この催しは世界35の国と地域から集まったスタートアップ企業がプレゼンし、最も優秀な技術やセンスを持った企業が表彰される
企業基本情報
起業家情報
代表:Long Pham
学歴:2008年 アビー大学(ケンブリッジ単科大学) 学士 (物理・数学)、2012年 ブリストル大学 修士 (機械学習・コンピュータ)、2011年 ケンブリッジ大学 博士 (コンピュータサイエンス)
経歴:2012-2013年 Google エンジニア、2013-2014年 ARIMO エンジニア、2015年~Abivin CEO
会社概要
企業価値:不明
事業所:シンガポール・ベトナム
従業員数:10-50名
ホームページ:https://www.abivin.com
事業沿革
- 2015 Abivinの主力プロダクトであるAbivin vDoc・Abivin vRoute で収益を得る
- 2017.4 ベトナム政府とフィンランド政府の「イノベーション・パートナーシップ・プログラム」から約1100万ドルの資金提供を受ける
- 2019.5 スタートアップワールドカップ2019にて優勝。賞金約1億円を受け取る
サービス
- Abivin vRoute (物流最適化ソフトウェア)
- 基本料金 $10.00 / month
- サポート オンライン、24時間365日対応
市場背景
Abivinが成長した背景には、ベトナムの物流コスト高問題が背景にある。

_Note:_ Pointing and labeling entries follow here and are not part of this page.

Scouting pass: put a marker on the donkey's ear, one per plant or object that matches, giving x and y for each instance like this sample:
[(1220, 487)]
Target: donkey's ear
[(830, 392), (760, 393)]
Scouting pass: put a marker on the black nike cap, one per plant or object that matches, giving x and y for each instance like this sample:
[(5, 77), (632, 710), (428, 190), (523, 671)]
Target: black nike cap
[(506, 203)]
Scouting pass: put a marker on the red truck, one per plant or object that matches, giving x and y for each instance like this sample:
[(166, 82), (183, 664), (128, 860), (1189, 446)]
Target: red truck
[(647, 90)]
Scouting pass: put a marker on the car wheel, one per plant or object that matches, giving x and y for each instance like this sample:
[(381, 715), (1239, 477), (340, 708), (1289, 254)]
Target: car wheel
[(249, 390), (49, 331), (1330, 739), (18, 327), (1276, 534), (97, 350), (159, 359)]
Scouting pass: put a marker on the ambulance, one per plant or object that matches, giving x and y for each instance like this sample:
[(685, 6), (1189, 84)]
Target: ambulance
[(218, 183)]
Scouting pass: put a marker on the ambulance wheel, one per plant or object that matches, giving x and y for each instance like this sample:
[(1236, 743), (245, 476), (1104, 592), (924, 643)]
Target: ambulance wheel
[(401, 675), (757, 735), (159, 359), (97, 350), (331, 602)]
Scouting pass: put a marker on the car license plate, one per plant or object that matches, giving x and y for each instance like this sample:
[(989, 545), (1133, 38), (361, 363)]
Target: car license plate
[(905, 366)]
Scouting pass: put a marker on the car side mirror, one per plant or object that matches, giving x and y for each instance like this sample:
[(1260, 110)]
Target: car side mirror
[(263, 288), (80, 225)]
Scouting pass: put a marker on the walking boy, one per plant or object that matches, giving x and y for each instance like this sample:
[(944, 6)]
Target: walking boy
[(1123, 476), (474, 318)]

2014年時点でベトナムにおける物流コストは、GDPの25%に相当していた。他の新興諸国が10~13%と比較して高い。
この問題の原因は輸送インフラの未発達であり、ここ数年の輸出入貨物の急増にも支障をきたしている。
また、世界銀行が2014年に発表した「物流パフォーマンス指標(LPI)報告書」によると、物流環境は改善されているものの、コンテナ輸送に耐える道路が少なく、鉄道設備の改善が遅れており、世界基準に達した港が少ないのが問題だと指摘した。

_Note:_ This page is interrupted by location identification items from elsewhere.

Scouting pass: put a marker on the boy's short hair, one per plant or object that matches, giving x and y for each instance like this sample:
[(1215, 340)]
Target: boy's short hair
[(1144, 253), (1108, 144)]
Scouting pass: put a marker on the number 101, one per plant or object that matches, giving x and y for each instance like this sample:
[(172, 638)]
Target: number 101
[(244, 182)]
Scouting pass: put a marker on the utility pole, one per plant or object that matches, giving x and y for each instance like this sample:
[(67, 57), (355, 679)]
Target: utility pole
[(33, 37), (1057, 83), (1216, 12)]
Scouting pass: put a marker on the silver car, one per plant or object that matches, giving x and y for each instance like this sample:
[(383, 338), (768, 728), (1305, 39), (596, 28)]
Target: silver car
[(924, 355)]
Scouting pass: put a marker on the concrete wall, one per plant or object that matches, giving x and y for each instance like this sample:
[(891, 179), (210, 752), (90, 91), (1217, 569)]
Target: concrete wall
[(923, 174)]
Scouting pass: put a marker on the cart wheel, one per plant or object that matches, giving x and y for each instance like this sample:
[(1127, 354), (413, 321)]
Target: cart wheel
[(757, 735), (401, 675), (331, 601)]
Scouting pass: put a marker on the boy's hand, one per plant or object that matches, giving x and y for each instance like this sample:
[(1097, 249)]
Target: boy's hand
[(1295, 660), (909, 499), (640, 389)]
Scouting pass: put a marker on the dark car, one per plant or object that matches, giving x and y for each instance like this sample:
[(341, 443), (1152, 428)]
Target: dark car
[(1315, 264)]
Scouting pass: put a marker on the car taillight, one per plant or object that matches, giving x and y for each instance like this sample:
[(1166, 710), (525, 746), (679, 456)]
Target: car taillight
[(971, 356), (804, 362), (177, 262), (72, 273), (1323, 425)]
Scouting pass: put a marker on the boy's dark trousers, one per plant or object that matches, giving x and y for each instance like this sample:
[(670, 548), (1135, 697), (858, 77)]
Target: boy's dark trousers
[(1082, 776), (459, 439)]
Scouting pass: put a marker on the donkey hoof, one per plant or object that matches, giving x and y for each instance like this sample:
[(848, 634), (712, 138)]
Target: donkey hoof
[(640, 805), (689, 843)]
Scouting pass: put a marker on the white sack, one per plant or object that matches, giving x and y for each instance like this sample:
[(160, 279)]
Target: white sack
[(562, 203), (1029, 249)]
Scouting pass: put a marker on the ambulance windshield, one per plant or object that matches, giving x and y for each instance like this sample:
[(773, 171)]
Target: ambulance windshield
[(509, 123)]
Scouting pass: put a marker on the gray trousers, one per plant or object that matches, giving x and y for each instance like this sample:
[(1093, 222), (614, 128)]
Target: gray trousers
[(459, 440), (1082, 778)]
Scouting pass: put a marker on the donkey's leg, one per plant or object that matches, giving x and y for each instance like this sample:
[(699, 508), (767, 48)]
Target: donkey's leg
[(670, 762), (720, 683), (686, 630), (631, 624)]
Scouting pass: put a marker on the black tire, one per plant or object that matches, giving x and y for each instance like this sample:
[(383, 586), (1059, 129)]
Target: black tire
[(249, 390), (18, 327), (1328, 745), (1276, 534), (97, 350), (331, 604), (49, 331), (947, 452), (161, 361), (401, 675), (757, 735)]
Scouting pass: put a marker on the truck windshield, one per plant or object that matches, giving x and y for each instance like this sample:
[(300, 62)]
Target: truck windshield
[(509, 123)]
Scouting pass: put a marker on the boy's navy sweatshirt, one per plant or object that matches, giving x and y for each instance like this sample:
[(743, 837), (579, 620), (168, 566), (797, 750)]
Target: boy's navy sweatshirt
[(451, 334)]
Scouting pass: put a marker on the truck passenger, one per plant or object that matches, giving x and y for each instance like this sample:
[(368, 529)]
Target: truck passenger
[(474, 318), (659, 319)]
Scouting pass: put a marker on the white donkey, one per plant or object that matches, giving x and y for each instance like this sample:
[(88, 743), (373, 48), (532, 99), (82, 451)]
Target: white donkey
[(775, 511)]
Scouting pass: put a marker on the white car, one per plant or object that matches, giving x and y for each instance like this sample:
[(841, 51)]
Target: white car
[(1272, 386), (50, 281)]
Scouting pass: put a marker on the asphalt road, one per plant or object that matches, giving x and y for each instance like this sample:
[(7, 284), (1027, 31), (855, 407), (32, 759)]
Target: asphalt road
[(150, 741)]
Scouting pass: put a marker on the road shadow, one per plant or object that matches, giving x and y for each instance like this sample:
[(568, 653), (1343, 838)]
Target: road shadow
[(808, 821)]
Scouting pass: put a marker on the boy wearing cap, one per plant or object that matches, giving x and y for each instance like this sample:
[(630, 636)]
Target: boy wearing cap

ベトナムの急務は輸送の効率化であり、そこを技術で提案したAbivinが今成長しているのだと思われる。
今後の展望
Abivinが優勝した「スタートアップワールドカップ2019」を運営するPengasus Teach Venturesの代表パートナー兼CEOは、Abivinに向け以下のように述べた。
「彼らはイノベーションには限界がないこと、どの国でも世界トップレベルで競争できることを証明してくれました。彼らの成功は世界中のスタートアップにとって良い例となった。」
また、優勝したAbivinのCEOは、「他の東南アジア諸国、日本への進出を視野に入れている」と話す。高い質を誇るプロダクトと顧客との良好な関係性を保つ企業精神は、様々な企業から高い評価を受けている。